Mannheim

Wissenschaft Rektor der Hochschule Mannheim wirbt für Internationalisierung / Zahlreiche Preise vergeben

Auslandssemenster als wichtige Impulse

Die Welt verändert sich, neue Techniken kommen auf, allen voran die Digitalisierung. Dazu der demografische Wandel, die Veränderung des Klimas, eine ganze Menge Dinge, die den Blick in die Zukunft unsicher machen. „Wie aber bildet man Menschen aus für eine Entwicklung, die man gar nicht vorhersehen kann“, fragte Dieter Leonhard, Rektor der Hochschule Mannheim, beim Hochschultag seiner Einrichtung.

Er plädierte für eine solide Grundausbildung und eine Spezialisierung im Master. Und auf eine enge Zusammenarbeit mit den Unternehmen, die jeweils beisteuern, was gerade wirtschaftlich aktuell ist. Die Fachhochschulen, wie die Hochschule Mannheim eine ist, seien dabei gut aufgestellt, sagte Leonhard. Besonders an der Mannheimer Hochschule sei dabei ihr Forschungsschwerpunkt, der die Einrichtung deutschlandweit hervorhebe. Allerdings – nur Positives hatte Leonhard nicht zu berichten. Die Internationalisierung der Fachhochschulen komme zu langsam voran, klagte er. Zu wenige der Studenten würden sich für ein Auslandssemester entscheiden, zu wenige ausländische Wissenschaftler seien an den Fachhochschulen tätig. Dabei sei die Internationalisierung ein wichtiger Impuls, denn: „Offenheit ist ein guter Startpunkt.“

Ob seine eigene Zeit an der Hochschule Mannheim demnächst an einem Endpunkt angekommen sein wird, dazu nahm Leonhard in seiner Rede nur kurz Stellung. Der 59-Jährige ist zum Rektor der Hochschule für Technik und Wirtschaft des Saarlandes (htw saar) in Saarbrücken berufen worden. Ob der Wechsel zustande komme, sei nun Sache der zuständigen Landesministerien.

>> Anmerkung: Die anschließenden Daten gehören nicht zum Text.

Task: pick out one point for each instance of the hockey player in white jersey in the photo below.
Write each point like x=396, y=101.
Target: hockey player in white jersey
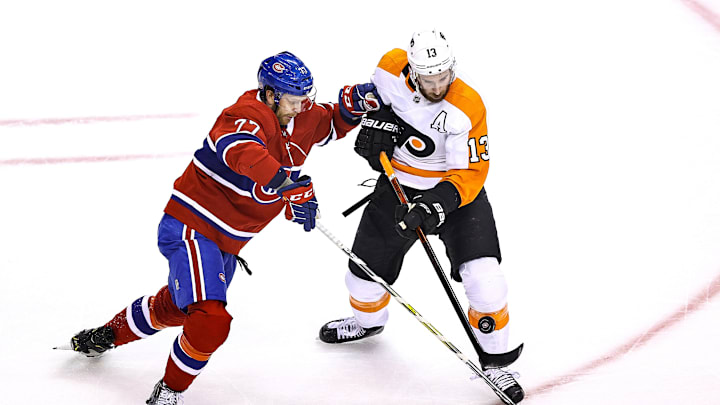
x=434, y=129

In seiner Festansprache warb Michael Krohn, Mitglied der Geschäftsleitung für einen offenen und fairen Umgang mit biologischen technologien, um den Übergang zur sogenannten Bioökonomie zu schaffen. Diese soll die heutige, auf fossilen Rohstoffen basierte Wirtschaft ablösen, indem sie auf nachwachsende Rohstoffe setzt. Dafür seien verschiedene Technologien nötig, darunter auch die grüne Gentechnologie, so Krohn. Dass diese aber gesellschaftlich nicht akzeptiert werde, andere Eingriffe aber schon, sei nicht nachvollziehbar. Um den Wandel zur nicht-fossilen Wirtschaft zu schaffen, müssten die Hochschule für „Wissen und Wandel“ sorgen.

Mit Preisen zeichnete die Hochschule Unterstützer und Studenten aus. Die Hochschulmedaille ging an Marianne und Eberhard Merz. Den Lehrpreis erhielt Ralf Vandamme, zudem wurden 17 Studierenden für besondere Leistungen ausgezeichnet und 34 Deutschlandstipendien verliehen.